Daily newspapers are struggling. We're all worried about readership, advertising, making our web presence profitable, attracting younger readers - the list of concerns doesn't stop. So once in a while it helps to be reminded of the great work that one newspaper reporter can do.

I had that pleasure last weekend, when I traveled to Colby College in Waterville, Maine, for the Elijah Parish Lovejoy convocation. Lovejoy, a Colby alum, was a crusading antebellum editor. He supported the abolition of slavery, and his unwillingness to back down from this unpopular position cost him his life.

Several times thugs destroyed his printing presses. The last time, on Nov. 7. 1837, in Alton, Ill., they set fire to the building and killed Lovejoy. He was buried on his 35th birthday.

Each year since 1952, his alma mater has honored a journalist in Lovejoy's name. On Sunday, at the 54th convocation, that journalist was Jerry Mitchell of the Clarion-Ledger in Jackson, Miss.

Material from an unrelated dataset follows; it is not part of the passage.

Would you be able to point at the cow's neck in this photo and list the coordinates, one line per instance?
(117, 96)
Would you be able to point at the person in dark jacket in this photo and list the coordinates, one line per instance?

Mitchell is a 47-year-old investigative reporter who has spent much of the last 18 years pursuing justice in Mississippi. His work has resulted in the jailing of four Ku Klux Klansmen who were involved in some of the most horrific killings of the Civil Rights era. The four are the assassin of Medgar Evers; the man who ordered the firebombing that killed Vernon Dahmer, a leader of the NAACP; one of the church bombers who killed four girls in Birmingham, Ala.; and a man involved in the killings of civil rights workers James Chaney, Andrew Goodman and Michael Schwerner on the day after they arrived in Mississippi.

Mitchell has forced Mississippians to confront their past. Sometimes, he said on Sunday, this has had positive results beyond bringing criminals to justice. Many people who would have preferred to keep the truth in the dark have come around to see the convictions as cleansing and healing.

Certainly the victims' loved ones have found them so.

Mitchell's work is great shoe-leather journalism. Some of the stories he told about it reminded me of the journalism adage, "If your mother tells you she loves you, check it out." The alibi of Bobby Cherry, one of the Birmingham church bombers, was that he was home watching wrestling at the time the bomb was planted.

With the help of the Clarion-Ledgerlibrarian, Mitchell figured out that there was no wrestling on television in Birmingham at the time.

Mitchell has faced threats and survived frightening moments. Sometimes he has interviewed his subjects, alone, over barbecue or in their homes. The wife of one of them sent him off with a sandwich for the road. He decided not to eat it. These were men who, though now old, had killed people they perceived as enemies of white supremacy.

Why did these murderers talk to him? "Here's the unique truth you find,"Mitchell once told USA Today. "People all want to tell their stories. And you appeal to that."

After Mitchell's speech at the Lovejoy convocation, an audience member asked him where he got the courage to pursue these stories.

Faith was part of his answer. He also acknowledged that he had had to come to grips with this question when he received a death threat very early in his career as a civil rights reporter. He said he decided that worse things could happen in the world than for him to die pursuing this mission.

I asked Mitchell's mother if she had observed anything during his childhood that led her to think he would be chasing down old civil rights killers as a reporter. She chuckled and said no, not really. Then she added that for her son -"Boo," she called him, using his nickname - the issue was not so much racial equality as it was injustice.

Boo, she said, could never stand to see people get away with things.